An Indiana beauty queen has been caught up in a major drug bust with ties to Mexican drug cartels that has been years in the making.
According to a federal indictment, 34-year-old Glenys Zapata, who was crowned Miss Indiana Latina in 2011, is accused of using her job as a flight attendant to move drug money from Chicago to Southern states and then to Mexico.
She is charged with two counts of money laundering stemming from the transportation of $170,000 in cash on Aug. 7, 2019, and the transportation of at least $140,000 in cash on Sept. 10, 2019.
Zapata was one of 18 suspects arrested when federal law enforcement targeted Oswaldo Espinosa, one of the Drug Enforcement Administration’s (DEA) most wanted fugitives.
Zapata, along with two bank tellers – Zapata’s sister, Irenis Zapata, and Georgina Banuelos – were recently arrested during the Organized Crime and Drug Enforcement Task Force’s arrest of Oswaldo Espinosa.
According to the most recent federal indictment, filed May 16, Espinosa is alleged to be the mastermind of a multi-million dollar Mexico-based drug trafficking ring that has flooded U.S. streets with thousands of kilograms of cocaine.
Between 2018 and 2023, Espinosa employed seemingly ordinary, unremarkable workers like Zapata as part of a criminal enterprise that allegedly used warehouses and garages across Chicago to hide money and drugs.
The cash and cocaine were transported in semi-trailer trucks and on airplanes from smuggling hubs in the Midwest to the southern United States and Mexico, “including via commercial airline flights and with the assistance of Glenys Zapata,” according to the indictment.
According to court documents, Espinosa was the head of a Mexican international drug trafficking organization (DTO) known as the Espinosa DTO.
The latest indictment, which includes the charges against Zapata, details eight drug trafficking cases that took place between 2021 and 2023 and 15 cash transportation cases that took place between November 2019 and March 2022.
The investigation into Espinosa was spearheaded by the Organized Crime Drug Enforcement Task Force, which was established to take down major U.S. drug cartels.
The Espinosa DTO is a small cartel compared to larger organizations like the Jalisco New Generation Cartel (CJNG) and El Chapo’s Sinaloa Cartel, which control most of Mexico and its seaports and have tentacles throughout the United States.

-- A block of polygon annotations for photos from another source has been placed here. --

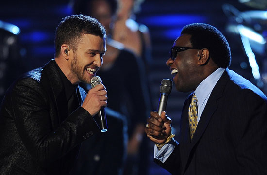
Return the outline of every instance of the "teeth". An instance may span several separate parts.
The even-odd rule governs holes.
[[[89,73],[89,74],[94,74],[96,71],[97,71],[96,69],[92,69],[92,68],[89,68],[88,67],[87,69],[86,69],[86,70],[87,71],[87,72]]]
[[[177,73],[178,72],[178,71],[176,69],[172,69],[171,70],[171,75],[173,75],[176,73]]]

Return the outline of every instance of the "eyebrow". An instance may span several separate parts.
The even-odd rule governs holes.
[[[103,52],[100,52],[99,50],[94,50],[94,49],[88,49],[86,50],[86,53],[88,54],[88,53],[90,53],[90,52],[99,52],[99,53],[106,53],[106,51],[104,51]]]

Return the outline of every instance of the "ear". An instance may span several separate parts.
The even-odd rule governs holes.
[[[200,65],[205,65],[208,63],[210,58],[210,52],[207,48],[203,48],[198,52],[198,64]]]
[[[70,51],[70,48],[69,46],[67,44],[63,44],[61,45],[60,48],[61,55],[63,56],[63,57],[65,59],[68,60],[69,59],[69,51]]]

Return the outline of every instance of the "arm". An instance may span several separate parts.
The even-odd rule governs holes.
[[[165,111],[161,116],[155,111],[150,113],[147,120],[148,127],[145,131],[147,136],[156,144],[164,144],[171,135],[171,120]],[[180,173],[180,154],[178,143],[174,139],[166,144],[161,149],[155,146],[154,161],[173,174]]]
[[[22,141],[33,159],[41,165],[66,154],[90,131],[93,134],[99,130],[93,117],[83,108],[79,108],[54,130],[51,118],[57,118],[55,107],[50,107],[53,104],[49,97],[39,83],[32,78],[17,84],[11,101],[12,115]]]

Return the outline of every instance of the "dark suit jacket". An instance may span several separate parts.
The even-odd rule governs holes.
[[[126,119],[108,108],[105,111],[108,131],[82,143],[73,175],[122,175],[128,143]]]
[[[164,164],[173,175],[267,175],[267,102],[257,88],[227,69],[213,89],[190,142],[188,111],[179,144]]]
[[[82,102],[86,93],[79,88]],[[8,90],[0,111],[0,175],[67,175],[81,143],[99,128],[79,107],[69,116],[54,60]]]

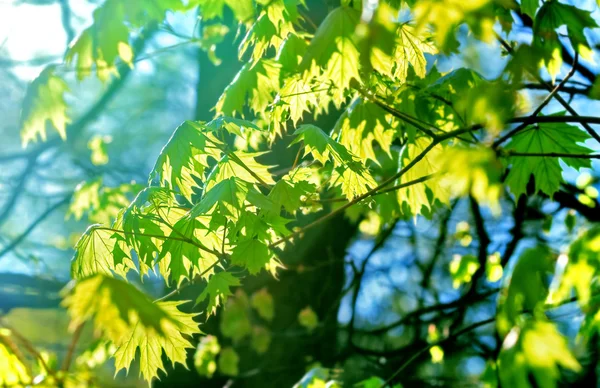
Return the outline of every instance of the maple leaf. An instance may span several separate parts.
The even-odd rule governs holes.
[[[565,123],[541,123],[530,126],[514,135],[506,145],[509,153],[570,153],[590,154],[591,149],[578,143],[589,138],[588,134],[576,126]],[[526,193],[529,177],[535,178],[535,191],[541,191],[549,196],[554,195],[562,182],[562,167],[559,160],[575,169],[590,167],[589,159],[557,158],[554,156],[512,156],[508,162],[511,165],[506,183],[517,197]]]
[[[227,297],[233,295],[231,287],[240,286],[240,279],[229,272],[217,272],[208,279],[206,288],[196,299],[196,304],[208,299],[207,314],[215,314],[217,307],[227,301]]]
[[[170,318],[171,322],[163,324],[162,334],[151,330],[141,323],[129,327],[129,331],[114,341],[117,346],[115,352],[115,369],[129,371],[131,363],[135,360],[139,349],[140,374],[150,382],[158,376],[158,371],[165,371],[162,361],[164,353],[171,364],[186,365],[187,350],[193,348],[192,343],[185,336],[200,334],[198,324],[193,318],[196,314],[181,312],[179,306],[182,301],[158,302],[156,305]]]
[[[400,158],[400,168],[421,154],[430,143],[429,139],[420,137],[414,143],[408,144],[403,156]],[[443,152],[444,148],[442,145],[438,144],[434,146],[423,159],[402,175],[400,183],[410,182],[426,175],[437,173],[439,166],[437,166],[436,162],[442,157]],[[443,204],[449,204],[450,201],[450,192],[446,186],[442,185],[439,178],[432,178],[423,183],[411,185],[398,190],[397,193],[400,205],[405,203],[413,216],[421,214],[423,208],[431,210],[436,199]],[[429,195],[433,195],[434,197],[430,198]]]
[[[265,243],[251,239],[238,242],[231,253],[231,262],[248,268],[248,272],[255,275],[264,268],[272,256]]]
[[[27,87],[21,110],[21,142],[26,147],[39,138],[46,141],[46,123],[60,137],[67,138],[67,104],[64,95],[69,91],[67,83],[54,73],[54,66],[46,67]]]
[[[246,63],[217,101],[217,113],[243,116],[246,104],[256,113],[264,113],[279,90],[280,68],[281,65],[271,59]]]
[[[143,292],[124,280],[102,274],[79,280],[63,299],[72,327],[93,318],[97,329],[115,341],[135,324],[163,331],[163,320],[173,321]]]
[[[150,180],[157,177],[167,187],[179,188],[190,199],[197,185],[194,178],[202,177],[208,167],[208,158],[221,158],[218,148],[221,144],[210,128],[191,121],[184,122],[161,150]]]
[[[71,277],[82,279],[95,274],[112,275],[119,272],[113,258],[117,240],[115,232],[99,225],[90,226],[75,245],[75,256],[71,260]]]
[[[360,82],[360,54],[355,41],[359,20],[360,12],[349,6],[331,11],[317,29],[301,64],[302,70],[334,86],[333,101],[338,106],[351,81]]]

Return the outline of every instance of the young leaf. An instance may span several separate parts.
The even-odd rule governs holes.
[[[248,268],[250,274],[255,275],[264,268],[273,254],[265,243],[259,240],[246,240],[239,242],[231,253],[231,263]]]
[[[232,347],[221,350],[219,355],[219,371],[226,376],[237,376],[240,356]]]
[[[94,11],[94,24],[85,29],[65,56],[67,64],[76,60],[77,78],[92,73],[102,81],[118,75],[117,58],[133,66],[133,50],[129,45],[129,27],[143,27],[162,21],[168,11],[183,10],[181,0],[107,0]]]
[[[208,158],[221,158],[218,148],[222,142],[213,131],[201,124],[186,121],[181,124],[163,147],[150,173],[150,180],[158,178],[161,184],[179,191],[190,199],[208,167]]]
[[[498,300],[497,325],[506,335],[517,323],[523,310],[539,314],[548,295],[547,276],[554,270],[554,260],[544,246],[525,250],[514,266],[508,290]]]
[[[273,296],[269,294],[266,288],[261,288],[252,294],[251,298],[252,307],[258,312],[261,318],[267,321],[272,321],[275,316],[275,305],[273,303]]]
[[[227,297],[233,295],[230,288],[240,286],[240,279],[229,272],[217,272],[208,279],[208,284],[198,296],[196,304],[208,299],[206,311],[208,315],[215,314],[217,307],[227,301]]]
[[[239,113],[243,116],[246,104],[255,113],[264,113],[279,91],[280,68],[281,65],[271,59],[246,63],[217,101],[217,113],[225,116]]]
[[[38,136],[46,141],[46,123],[60,137],[67,138],[67,104],[64,95],[69,91],[67,83],[54,74],[54,66],[48,66],[27,87],[27,93],[21,110],[21,142],[26,147],[29,142],[37,141]]]
[[[334,9],[319,26],[301,64],[301,69],[313,77],[332,84],[337,106],[344,101],[351,81],[360,82],[360,54],[355,41],[359,20],[360,13],[350,6]]]
[[[172,322],[163,326],[163,334],[149,330],[141,324],[129,327],[128,333],[115,341],[118,346],[115,352],[115,368],[117,371],[129,367],[139,349],[140,374],[150,382],[158,376],[158,371],[165,371],[162,354],[171,364],[186,365],[187,351],[193,348],[192,343],[184,336],[200,334],[198,324],[193,318],[196,314],[188,314],[179,310],[179,305],[185,302],[159,302],[157,306],[170,318]]]
[[[539,387],[555,387],[559,368],[581,370],[567,339],[553,323],[529,320],[506,336],[498,359],[503,387],[528,387],[529,376]]]
[[[19,387],[31,382],[31,376],[27,367],[19,357],[12,351],[11,346],[6,345],[7,338],[0,333],[0,385],[4,387]]]
[[[419,34],[408,24],[398,29],[396,48],[394,51],[394,76],[401,81],[408,78],[408,66],[412,65],[415,74],[424,78],[427,71],[427,60],[424,54],[437,54],[437,49],[429,41],[429,37]]]
[[[102,229],[99,225],[90,226],[75,245],[75,256],[71,261],[71,277],[85,277],[104,274],[112,276],[119,271],[115,265],[113,250],[117,243],[115,232]]]
[[[224,179],[208,190],[202,200],[194,205],[191,216],[208,214],[216,207],[222,215],[238,217],[248,196],[248,190],[249,184],[239,178],[232,176]]]
[[[223,18],[223,8],[227,5],[234,17],[244,23],[254,16],[252,0],[191,0],[189,5],[198,4],[200,16],[205,20]]]
[[[578,143],[585,142],[589,136],[576,126],[565,123],[542,123],[530,126],[517,133],[506,145],[506,150],[520,153],[569,153],[589,154],[591,149]],[[510,172],[506,183],[516,196],[525,194],[529,177],[535,178],[535,191],[552,196],[558,191],[562,181],[562,160],[575,169],[590,167],[589,159],[550,156],[512,156]]]
[[[431,140],[420,137],[414,143],[408,144],[403,155],[400,157],[400,168],[403,168],[406,163],[414,160],[417,155],[420,155],[429,147],[430,143]],[[444,147],[442,145],[438,144],[434,146],[427,152],[423,159],[402,175],[400,183],[407,183],[439,172],[440,166],[436,162],[442,157],[443,153]],[[433,198],[430,198],[430,195],[433,195]],[[414,184],[398,190],[398,202],[400,205],[403,203],[406,204],[410,214],[413,216],[421,214],[423,208],[431,210],[435,200],[446,205],[450,201],[450,192],[447,187],[442,186],[438,177],[433,177],[424,183]]]
[[[194,354],[194,366],[200,376],[211,378],[217,370],[217,355],[221,351],[219,340],[213,335],[203,337]]]
[[[94,326],[115,341],[137,324],[163,333],[163,320],[175,322],[160,306],[126,281],[105,275],[79,280],[63,300],[77,327],[94,318]]]
[[[240,43],[239,55],[242,57],[253,45],[252,60],[256,62],[269,47],[279,49],[284,39],[293,32],[294,25],[284,0],[270,1],[261,11],[256,22],[248,29]]]
[[[339,142],[362,160],[370,159],[379,164],[373,143],[391,158],[390,147],[396,132],[392,116],[370,101],[356,100],[340,117],[334,132]]]

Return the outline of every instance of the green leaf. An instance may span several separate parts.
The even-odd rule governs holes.
[[[258,354],[264,354],[269,350],[269,345],[271,345],[271,332],[262,327],[255,326],[252,330],[252,349],[256,351]]]
[[[214,185],[191,210],[192,217],[208,214],[213,209],[222,215],[238,217],[248,196],[249,184],[234,176]]]
[[[227,301],[223,309],[219,329],[221,333],[231,338],[234,343],[240,342],[252,333],[250,322],[250,305],[246,293],[238,289],[233,298]]]
[[[502,336],[519,321],[522,311],[541,314],[548,295],[546,279],[553,272],[554,260],[546,247],[529,248],[519,256],[508,290],[498,300],[497,325]]]
[[[450,262],[450,275],[452,275],[452,287],[458,288],[465,283],[471,282],[473,274],[479,268],[479,260],[473,255],[454,255]]]
[[[565,123],[542,123],[530,126],[517,133],[506,145],[506,150],[522,153],[569,153],[589,154],[591,149],[578,143],[589,136],[576,126]],[[506,183],[516,196],[525,194],[529,177],[535,178],[535,192],[554,195],[562,182],[562,167],[559,160],[575,169],[590,167],[589,159],[557,158],[553,156],[513,156],[509,157],[510,172]]]
[[[240,58],[250,46],[254,46],[252,60],[256,62],[268,48],[279,49],[284,39],[293,32],[294,25],[283,0],[270,1],[240,43]]]
[[[390,114],[370,101],[357,99],[342,115],[334,132],[339,133],[339,142],[361,160],[370,159],[379,164],[374,142],[391,158],[390,147],[396,135]]]
[[[93,318],[96,329],[112,341],[118,341],[136,324],[162,334],[163,320],[174,322],[136,287],[105,275],[79,280],[62,305],[67,308],[73,327]]]
[[[209,379],[217,370],[217,355],[221,351],[219,340],[213,335],[203,337],[198,343],[196,353],[194,354],[194,366],[200,376],[206,376]]]
[[[281,64],[282,72],[295,73],[302,62],[307,47],[306,39],[297,34],[289,34],[279,47],[275,58]]]
[[[449,9],[452,12],[448,12]],[[424,29],[428,24],[434,27],[436,45],[444,53],[458,48],[455,33],[463,23],[469,26],[477,38],[486,42],[495,39],[496,15],[491,0],[420,0],[416,2],[413,12],[417,30]]]
[[[559,368],[581,370],[567,339],[553,323],[529,320],[506,336],[498,359],[503,387],[529,387],[529,376],[538,387],[556,387]]]
[[[266,288],[261,288],[252,294],[252,307],[258,312],[263,319],[272,321],[275,316],[275,305],[273,304],[273,296],[269,294]]]
[[[303,205],[303,198],[315,193],[316,185],[305,181],[294,181],[291,176],[284,176],[277,181],[269,198],[278,209],[283,207],[288,213],[295,214]]]
[[[80,220],[84,215],[91,222],[109,225],[119,215],[119,211],[128,206],[132,194],[136,194],[141,186],[135,183],[124,183],[117,187],[102,185],[102,179],[94,179],[77,185],[67,218],[74,216]]]
[[[67,138],[67,116],[65,93],[67,83],[54,74],[54,66],[46,67],[27,87],[21,110],[21,142],[26,147],[39,138],[46,141],[46,124],[50,124],[60,137]]]
[[[196,304],[208,299],[208,307],[206,311],[208,315],[215,314],[217,307],[227,301],[227,297],[233,295],[231,287],[240,286],[240,279],[236,278],[229,272],[217,272],[208,279],[206,288],[198,296]]]
[[[558,1],[545,1],[538,11],[533,24],[534,44],[556,47],[556,29],[562,26],[567,27],[573,47],[585,57],[591,47],[584,30],[598,27],[598,23],[591,12]]]
[[[437,161],[445,174],[441,184],[453,197],[472,195],[480,205],[500,213],[502,164],[487,148],[448,147]]]
[[[245,240],[233,248],[231,262],[246,267],[250,274],[255,275],[264,268],[272,256],[273,253],[265,243],[255,239]]]
[[[171,231],[162,223],[159,212],[161,218],[172,224],[185,213],[177,207],[173,192],[164,187],[145,188],[123,212],[121,225],[125,241],[137,253],[142,276],[154,268],[155,258]],[[167,278],[168,273],[163,275]]]
[[[187,365],[187,350],[193,348],[189,340],[184,336],[200,334],[198,324],[194,322],[195,314],[181,312],[179,306],[185,302],[159,302],[157,305],[167,314],[173,323],[163,326],[163,334],[155,330],[148,330],[141,324],[130,326],[130,330],[119,340],[115,341],[118,346],[115,352],[115,369],[117,371],[129,367],[139,349],[140,374],[150,382],[158,376],[158,371],[165,371],[162,355],[167,357],[171,364]]]
[[[3,329],[4,330],[4,329]],[[5,387],[29,384],[31,376],[27,367],[8,345],[10,332],[0,332],[0,385]]]
[[[600,228],[594,227],[577,238],[569,247],[568,254],[559,256],[558,262],[564,265],[564,272],[559,278],[559,286],[552,290],[552,302],[567,300],[574,290],[581,308],[584,311],[589,309],[593,280],[600,270]],[[589,315],[594,315],[595,309],[591,310],[587,310],[592,313]]]
[[[529,15],[531,19],[535,18],[535,13],[540,7],[540,0],[521,0],[521,11]]]
[[[429,145],[431,140],[420,137],[414,143],[408,144],[400,157],[400,168],[410,163],[414,158],[421,154]],[[439,172],[437,161],[443,156],[444,147],[441,144],[435,145],[425,157],[418,161],[410,170],[400,178],[400,184],[422,178],[427,175]],[[406,204],[410,214],[417,216],[424,210],[431,210],[435,200],[442,204],[450,203],[450,192],[448,188],[442,185],[440,178],[434,177],[423,183],[411,185],[398,190],[398,202]],[[431,197],[433,196],[433,197]]]
[[[306,306],[298,313],[298,323],[308,331],[313,331],[319,326],[319,317],[310,306]]]
[[[265,152],[242,151],[228,153],[211,172],[206,183],[206,188],[210,189],[214,185],[214,182],[220,182],[233,177],[247,183],[274,185],[275,181],[269,172],[269,169],[273,166],[264,165],[256,160],[256,158],[264,154]]]
[[[291,144],[302,141],[305,154],[310,153],[321,164],[330,159],[333,161],[335,170],[332,181],[342,186],[342,192],[349,200],[377,185],[360,159],[354,157],[346,147],[333,140],[319,127],[304,124],[298,127],[294,134],[296,138]]]
[[[255,113],[264,113],[279,90],[280,68],[281,65],[271,59],[246,63],[217,101],[217,113],[243,116],[246,105]]]
[[[405,81],[408,78],[410,64],[415,74],[424,78],[427,71],[427,60],[424,54],[437,54],[437,52],[437,48],[430,42],[427,35],[420,34],[408,24],[403,24],[396,37],[394,76]]]
[[[110,136],[99,136],[94,135],[88,142],[88,148],[92,151],[90,160],[95,166],[103,166],[108,163],[108,152],[106,145],[110,143],[112,138]]]
[[[360,12],[349,6],[334,9],[321,23],[306,50],[301,69],[331,84],[333,101],[339,106],[352,80],[360,82],[360,54],[355,30]]]
[[[85,29],[65,56],[67,64],[75,63],[77,78],[92,74],[106,81],[118,75],[117,59],[133,67],[133,50],[129,45],[129,26],[143,27],[162,21],[169,10],[183,10],[180,0],[108,0],[94,11],[94,23]],[[75,58],[77,58],[75,60]]]
[[[214,255],[197,246],[202,246],[194,235],[194,231],[199,228],[200,223],[195,218],[183,217],[173,225],[171,233],[162,244],[159,260],[166,261],[165,267],[169,269],[169,276],[178,286],[190,277],[192,268],[203,273],[217,261]]]
[[[117,243],[114,235],[115,232],[103,229],[99,225],[90,226],[75,245],[71,277],[83,279],[95,274],[112,276],[113,273],[124,276],[124,273],[117,269],[113,257]]]
[[[232,347],[224,348],[219,355],[219,372],[226,376],[237,376],[240,356]]]
[[[209,158],[219,160],[222,142],[210,128],[186,121],[181,124],[164,146],[150,173],[150,180],[158,178],[161,184],[191,198],[195,178],[201,178],[209,165]]]

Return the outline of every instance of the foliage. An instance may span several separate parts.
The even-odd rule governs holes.
[[[575,210],[596,204],[593,187],[573,186],[565,176],[592,168],[598,146],[592,143],[600,138],[590,124],[600,121],[578,115],[561,97],[572,72],[556,85],[543,79],[550,75],[554,83],[563,52],[575,56],[573,71],[579,56],[592,58],[593,43],[584,32],[598,26],[592,13],[558,0],[334,3],[314,26],[313,9],[304,1],[107,0],[97,7],[92,25],[65,56],[63,66],[73,68],[79,81],[95,72],[107,82],[119,75],[120,66],[134,68],[142,53],[134,52],[132,38],[158,26],[168,30],[165,15],[175,12],[198,12],[203,35],[191,42],[217,64],[217,48],[237,24],[241,68],[215,102],[211,120],[183,121],[173,131],[147,184],[110,186],[94,178],[75,189],[68,214],[93,225],[75,246],[73,284],[63,294],[74,333],[91,321],[103,341],[100,348],[114,358],[117,370],[129,371],[139,352],[140,374],[148,382],[167,371],[165,360],[186,365],[186,349],[197,341],[199,374],[237,378],[245,372],[244,341],[253,354],[268,354],[278,334],[271,325],[281,314],[277,295],[267,288],[242,288],[251,284],[249,278],[276,278],[285,271],[286,252],[298,249],[294,244],[309,230],[346,216],[361,221],[365,235],[381,238],[377,250],[400,220],[437,220],[448,212],[447,227],[460,202],[468,203],[474,228],[458,224],[452,243],[458,242],[462,253],[446,258],[443,273],[450,276],[449,289],[466,289],[461,303],[483,299],[482,284],[489,291],[491,283],[502,281],[494,316],[483,322],[496,323],[489,337],[502,344],[499,353],[484,351],[497,368],[497,381],[553,387],[565,370],[581,372],[567,336],[548,311],[568,303],[574,291],[584,319],[581,335],[585,340],[597,336],[598,228],[581,229],[575,241],[565,243],[568,249],[560,248],[564,252],[539,235],[535,247],[517,249],[516,244],[531,202],[558,201],[572,191],[581,195],[570,205]],[[498,22],[502,36],[508,36],[517,12],[533,19],[530,46],[496,34]],[[499,40],[512,59],[495,78],[468,66],[442,73],[438,68],[445,55],[470,49],[461,31],[481,41],[477,44]],[[522,103],[524,80],[548,89],[534,109]],[[51,66],[31,83],[21,112],[24,146],[38,137],[46,141],[48,126],[71,140],[65,102],[70,82]],[[560,111],[548,105],[550,112],[542,114],[552,99],[562,105]],[[334,120],[319,121],[322,117]],[[95,167],[109,164],[108,143],[110,137],[88,142]],[[281,156],[283,147],[294,151]],[[515,208],[515,245],[505,243],[500,254],[491,244],[482,207],[499,217],[509,205]],[[569,231],[575,228],[571,223]],[[439,235],[436,260],[447,245],[446,229]],[[471,245],[473,238],[477,244]],[[513,254],[518,258],[507,266]],[[352,264],[358,279],[350,282],[353,309],[370,257],[362,269]],[[428,269],[415,259],[415,266],[428,275],[421,283],[427,288],[435,261]],[[173,293],[152,300],[135,285],[154,276]],[[203,287],[193,296],[195,312],[188,312],[184,302],[164,300],[191,285]],[[427,295],[423,300],[441,299],[437,291]],[[457,322],[463,322],[468,314],[457,311],[462,317]],[[213,336],[198,340],[196,318],[217,314],[225,342]],[[291,314],[288,325],[309,334],[324,328],[329,315],[316,305]],[[398,374],[423,353],[435,364],[445,362],[451,353],[444,349],[446,341],[463,334],[448,317],[432,321],[424,350],[411,349],[415,358],[398,364],[390,376],[361,376],[359,386],[401,381]],[[348,337],[350,349],[360,349],[353,342],[354,324],[353,315],[348,333],[340,337]],[[5,334],[0,333],[0,385],[29,383],[27,360]],[[386,351],[370,350],[381,355],[382,365]],[[329,369],[309,370],[297,386],[338,386]],[[46,372],[52,375],[51,368]]]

In a September 2023 study, researchers estimated that in total there are about 150 Mexican cartels of various sizes, with approximately 175,000 “active members” (as of 2022). From Science.
And many of these organized crime syndicates are extending their illegal businesses into the United States, smuggling drugs and money across the border.
According to a May DEA report, the Jalisco New Generation Cartel and the Sinaloa Cartel, Mexico’s “most powerful and ruthless cartels,” operate in all 50 states.
The main products of both cartels are methamphetamine and phenanthril, and the Mexican cartels “have created the worst drug crisis in U.S. history,” according to the report.
Dismantling large-scale drug cartels is one of the primary goals of federal law enforcement.
In 2023, law enforcement within 150 miles of the border made nearly 600 seizures of cash totaling $18 million, according to the DEA report.
“DEA’s number one operational priority is to relentlessly pursue and defeat the two Mexican drug cartels that are the primary drivers of the current fentanyl addiction epidemic in the United States,” the report said.
The operation will “focus resources on America’s most violent and overdose-ridden cities, targeting the violent dealers of fentanyl and weapons that are killing thousands of Americans every week.”